I'm the lead developer in a team of 2. My partner has only just joined the project and despite using GIT for version control etc, we are still stuck in the dark ages when it comes to code deployment.

Currently I make all site updates via FTP (this way I have control / responsibility over everything that goes live), using Filezilla.

I've done this for years, but we now have some large PHP classes (300KB), and a lot of traffic.

So in short, every time I upload a key class "general" for example, the site goes down until the file finishes uploading. This is only 5/6 seconds at a time, but this is increasingly unacceptable.

I realise I can upload the file under a different name and then rename both files... but really there must be a better way?

I've heard about rsyncing code across from another server, but I don't see how this prevents switching to the new file whilst uploading.
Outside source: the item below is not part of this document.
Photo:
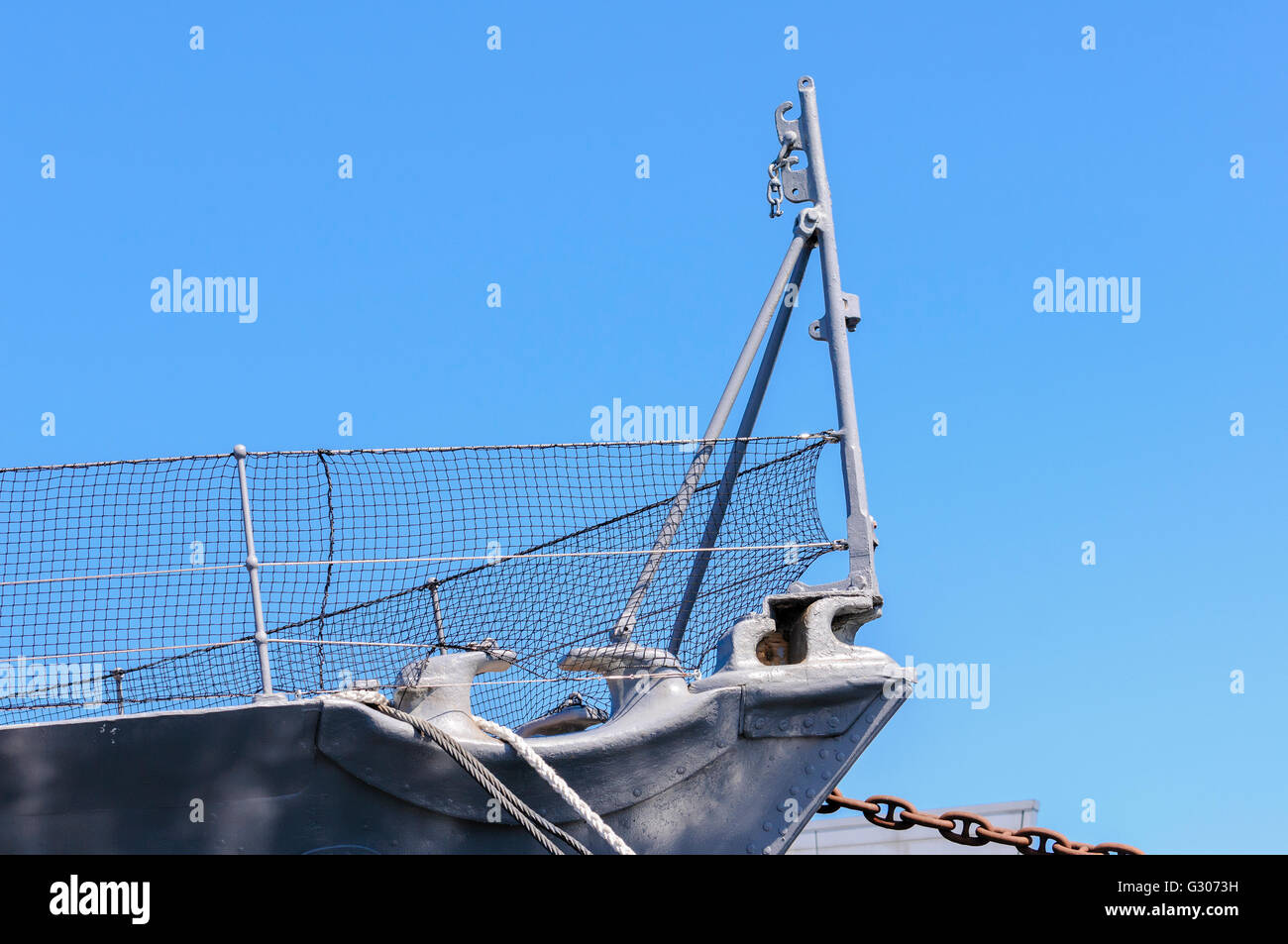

We only have one server (for DB and Apache) but also use some cloud servers (for openx as an example).


rsync does exactly that in the default transfer mode: it creates a new file on the destination for the duration of the transmission and renames it after the transmission completes.

Nontheless, this will not help with situations where your upload is "inconsistent" - i.e. you have uploaded files which depend on other, not yet uploaded files. If this is a concern, you would need to upload to an entirely different directory structure and switch after your entire transfer completes.

  • Thanks. What method do larger sites use? In rsync, is it possible to specify the order in which files are updated? – Jon M Jul 1 '11 at 7:58
  • @Jenkz I think large sites have either planned downtime or a staged release where they update half their serves, switch to them, upload the other half, and then put everything back online. – TheLQ Jul 6 '11 at 2:15

WinSCP has a directory "synchronization" feature that will auto-synchronize to a remote FTP server, such as Filezilla Server. Filezilla client doesn't have this feature. You can get a SFTP server in this list. If you choose the right SFTP server, then a file lock will not be held while uploading until the very last bit is transferred and the file is replaced.

Alternatively, you can keep a non-live server FTP directory that you upload to and then use another piece of local software (like WinSCP) to do a instant synchronization to the live directory on the same server. This way you avoid the file lock during the upload latency.